Billionaire Viktor Vekselberg is seeking Swiss technology to bolster a Kremlin-backed “innovation city” he’s helping to set up near Moscow.
Discussions are starting with Oerlikon, in which the businessman holds at least 39 percent, Vekselberg said Tuesday.
President Dmitry Medvedev has appointed Vekselberg, whose fortune Forbes magazine estimates at $6.4 billion, to help create a Russian Silicon Valley to develop and market technological innovations in Skolkovo. Medvedev is seeking to cut the economy’s dependence on commodities exports.
“We want global technological leaders to set up their research and development centers there,” Vekselberg said. Russia may approach Zurich University about participating in the Skolkovo project, Vekselberg said.
Sulzer, in which Vekselberg holds about 31 percent, may also be asked to join the project, according to the billionaire’s holding company, Renova Group.
Vekselberg said he hopes that Russian-Swiss economic relations will be a focus of talks when Swiss President Doris Leuthard visits Russia in August. The Swiss authorities fined him 40 million Swiss francs ($35 million) in January for allegedly failing to declare that he acted with other investors in buying Oerlikon shares.

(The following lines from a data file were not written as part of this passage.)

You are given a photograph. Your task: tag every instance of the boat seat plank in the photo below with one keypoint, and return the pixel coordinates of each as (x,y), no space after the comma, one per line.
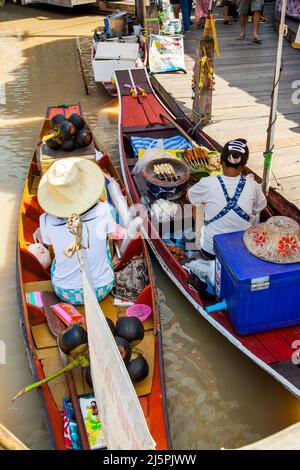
(137,113)
(289,371)
(140,79)
(149,109)
(43,337)
(159,126)
(123,79)
(249,341)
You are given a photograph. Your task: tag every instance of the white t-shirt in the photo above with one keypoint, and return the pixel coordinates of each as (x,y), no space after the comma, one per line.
(54,232)
(210,192)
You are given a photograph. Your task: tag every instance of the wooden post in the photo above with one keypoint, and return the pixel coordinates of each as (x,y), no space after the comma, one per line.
(202,105)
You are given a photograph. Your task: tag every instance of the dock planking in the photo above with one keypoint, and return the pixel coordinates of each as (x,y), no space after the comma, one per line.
(241,101)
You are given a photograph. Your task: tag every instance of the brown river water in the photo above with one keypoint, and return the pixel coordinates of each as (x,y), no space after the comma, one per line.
(216,396)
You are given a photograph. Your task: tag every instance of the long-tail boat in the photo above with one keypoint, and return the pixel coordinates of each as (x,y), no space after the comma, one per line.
(144,115)
(41,345)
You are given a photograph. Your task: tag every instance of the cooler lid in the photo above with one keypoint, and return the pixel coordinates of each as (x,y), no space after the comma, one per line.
(231,251)
(117,51)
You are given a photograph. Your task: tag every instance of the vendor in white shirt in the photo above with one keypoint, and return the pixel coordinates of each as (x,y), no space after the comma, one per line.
(74,186)
(232,201)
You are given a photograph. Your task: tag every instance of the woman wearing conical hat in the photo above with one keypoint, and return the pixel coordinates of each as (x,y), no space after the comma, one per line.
(74,186)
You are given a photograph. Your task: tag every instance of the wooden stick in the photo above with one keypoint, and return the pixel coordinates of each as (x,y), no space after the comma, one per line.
(81,66)
(9,441)
(202,104)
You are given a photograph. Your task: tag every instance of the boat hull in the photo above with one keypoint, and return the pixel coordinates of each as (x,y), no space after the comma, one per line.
(154,404)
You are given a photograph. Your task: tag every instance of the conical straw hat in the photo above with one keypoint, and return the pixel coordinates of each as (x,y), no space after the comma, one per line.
(70,186)
(277,240)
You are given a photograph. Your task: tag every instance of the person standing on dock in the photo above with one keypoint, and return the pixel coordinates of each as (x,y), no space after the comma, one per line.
(243,8)
(201,12)
(186,11)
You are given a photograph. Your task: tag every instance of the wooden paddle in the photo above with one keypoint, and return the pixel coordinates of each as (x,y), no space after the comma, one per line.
(57,326)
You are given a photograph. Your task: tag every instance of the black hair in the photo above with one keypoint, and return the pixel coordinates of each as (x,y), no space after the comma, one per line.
(235,153)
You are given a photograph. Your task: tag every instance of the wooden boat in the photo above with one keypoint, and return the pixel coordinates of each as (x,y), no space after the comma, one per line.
(116,53)
(141,116)
(41,345)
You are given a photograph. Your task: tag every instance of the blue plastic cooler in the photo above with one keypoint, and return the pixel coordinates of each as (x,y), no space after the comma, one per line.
(259,295)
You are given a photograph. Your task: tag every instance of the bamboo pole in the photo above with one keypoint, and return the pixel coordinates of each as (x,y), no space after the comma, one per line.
(202,104)
(9,441)
(273,110)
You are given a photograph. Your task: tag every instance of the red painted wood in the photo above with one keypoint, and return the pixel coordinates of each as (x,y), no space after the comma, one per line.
(276,345)
(250,341)
(289,335)
(135,113)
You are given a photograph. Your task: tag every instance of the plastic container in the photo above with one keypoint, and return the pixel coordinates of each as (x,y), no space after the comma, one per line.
(141,311)
(260,295)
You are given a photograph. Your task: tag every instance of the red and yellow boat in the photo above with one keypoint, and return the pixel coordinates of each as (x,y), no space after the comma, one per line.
(145,116)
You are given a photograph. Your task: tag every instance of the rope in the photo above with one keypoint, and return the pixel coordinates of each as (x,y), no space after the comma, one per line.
(75,226)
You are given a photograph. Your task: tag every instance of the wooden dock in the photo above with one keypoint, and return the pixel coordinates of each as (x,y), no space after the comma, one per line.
(244,79)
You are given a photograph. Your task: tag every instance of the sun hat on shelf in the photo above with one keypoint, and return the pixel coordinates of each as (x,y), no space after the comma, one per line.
(70,186)
(277,240)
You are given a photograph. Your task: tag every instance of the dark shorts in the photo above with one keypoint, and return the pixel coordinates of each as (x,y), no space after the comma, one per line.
(244,5)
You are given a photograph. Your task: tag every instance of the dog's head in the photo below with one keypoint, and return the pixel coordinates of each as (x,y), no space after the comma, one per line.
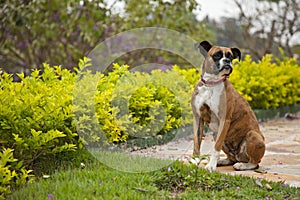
(218,60)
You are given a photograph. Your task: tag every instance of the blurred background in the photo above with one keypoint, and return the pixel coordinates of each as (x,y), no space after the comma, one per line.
(60,32)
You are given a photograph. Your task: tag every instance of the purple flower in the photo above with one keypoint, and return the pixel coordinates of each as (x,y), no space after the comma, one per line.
(20,44)
(160,59)
(22,63)
(96,28)
(27,43)
(284,185)
(163,68)
(63,40)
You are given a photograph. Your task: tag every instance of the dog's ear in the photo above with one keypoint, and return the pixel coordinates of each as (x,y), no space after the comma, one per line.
(236,53)
(203,46)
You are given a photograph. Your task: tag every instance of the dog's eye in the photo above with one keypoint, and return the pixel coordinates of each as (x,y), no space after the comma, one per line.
(230,56)
(217,56)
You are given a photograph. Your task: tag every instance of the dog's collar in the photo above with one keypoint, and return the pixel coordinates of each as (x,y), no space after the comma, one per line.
(212,83)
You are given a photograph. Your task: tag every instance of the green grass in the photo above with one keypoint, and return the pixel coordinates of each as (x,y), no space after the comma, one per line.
(69,180)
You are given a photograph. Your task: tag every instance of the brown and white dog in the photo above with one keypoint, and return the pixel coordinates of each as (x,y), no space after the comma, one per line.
(216,103)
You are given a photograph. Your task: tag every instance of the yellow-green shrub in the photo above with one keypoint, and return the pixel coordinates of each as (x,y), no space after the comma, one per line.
(12,172)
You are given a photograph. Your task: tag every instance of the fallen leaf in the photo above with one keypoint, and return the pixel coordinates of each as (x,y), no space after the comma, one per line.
(262,171)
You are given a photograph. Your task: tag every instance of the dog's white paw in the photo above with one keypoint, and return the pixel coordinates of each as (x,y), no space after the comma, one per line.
(224,162)
(212,164)
(244,166)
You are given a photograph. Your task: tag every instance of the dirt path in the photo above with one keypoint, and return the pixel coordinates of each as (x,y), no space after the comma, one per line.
(281,160)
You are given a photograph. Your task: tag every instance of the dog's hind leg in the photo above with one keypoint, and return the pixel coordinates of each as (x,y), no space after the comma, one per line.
(253,152)
(198,126)
(240,166)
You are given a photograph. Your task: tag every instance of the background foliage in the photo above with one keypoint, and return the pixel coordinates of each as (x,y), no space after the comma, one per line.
(37,114)
(61,32)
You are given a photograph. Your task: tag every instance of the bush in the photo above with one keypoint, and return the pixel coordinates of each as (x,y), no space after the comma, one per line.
(268,84)
(132,104)
(36,113)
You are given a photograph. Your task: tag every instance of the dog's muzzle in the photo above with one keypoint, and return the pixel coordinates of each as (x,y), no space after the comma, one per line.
(226,67)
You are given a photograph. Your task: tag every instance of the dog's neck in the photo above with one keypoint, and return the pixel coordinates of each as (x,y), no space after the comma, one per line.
(208,80)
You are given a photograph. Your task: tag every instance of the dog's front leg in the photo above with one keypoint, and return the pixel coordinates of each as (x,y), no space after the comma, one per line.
(224,117)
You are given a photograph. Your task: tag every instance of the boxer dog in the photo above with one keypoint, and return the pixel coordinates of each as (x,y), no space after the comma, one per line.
(216,103)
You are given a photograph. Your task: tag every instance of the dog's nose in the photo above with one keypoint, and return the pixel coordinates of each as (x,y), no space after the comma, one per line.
(226,61)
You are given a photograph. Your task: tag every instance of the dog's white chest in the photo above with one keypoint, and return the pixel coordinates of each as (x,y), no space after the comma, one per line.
(210,96)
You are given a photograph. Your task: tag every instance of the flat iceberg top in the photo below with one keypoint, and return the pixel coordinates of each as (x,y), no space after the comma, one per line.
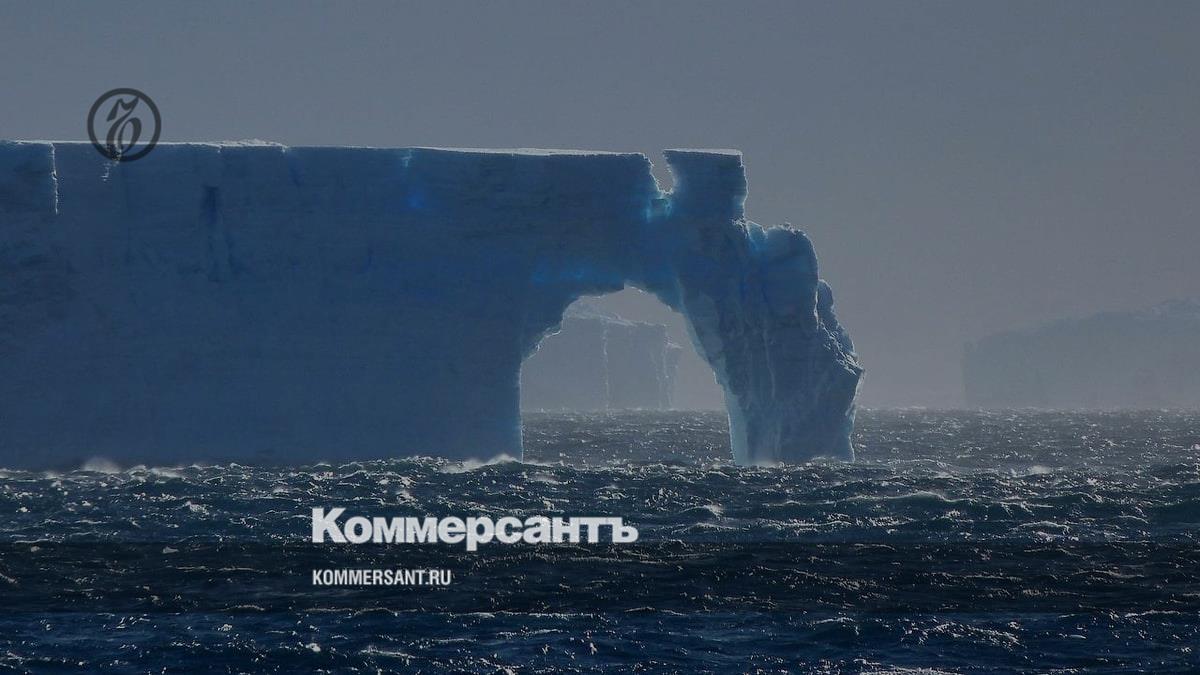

Renova is opening up the Russian market for European companies in which it holds stakes, chief investment officer Vladimir Kuznetsov said Tuesday in an interview. Foreign assets, including Oerlikon and Sulzer, account for about a quarter of Vekselberg’s fortune, he said.
Oerlikon and Sulzer may each boost Russian sales to more than 200 million Swiss francs ($175 million) a year, Kuznetsov said. Oerlikon may add 60 million francs of revenue to last year’s 160 million francs of sales in the country, he said.
Sulzer has supplied pumps to Transneft’s oil pipeline across eastern Siberia to the Pacific, while Renova’s Avelar Energy, which owns gas storage in Italy, may co-operate with Gazprom, Kuznetsov said.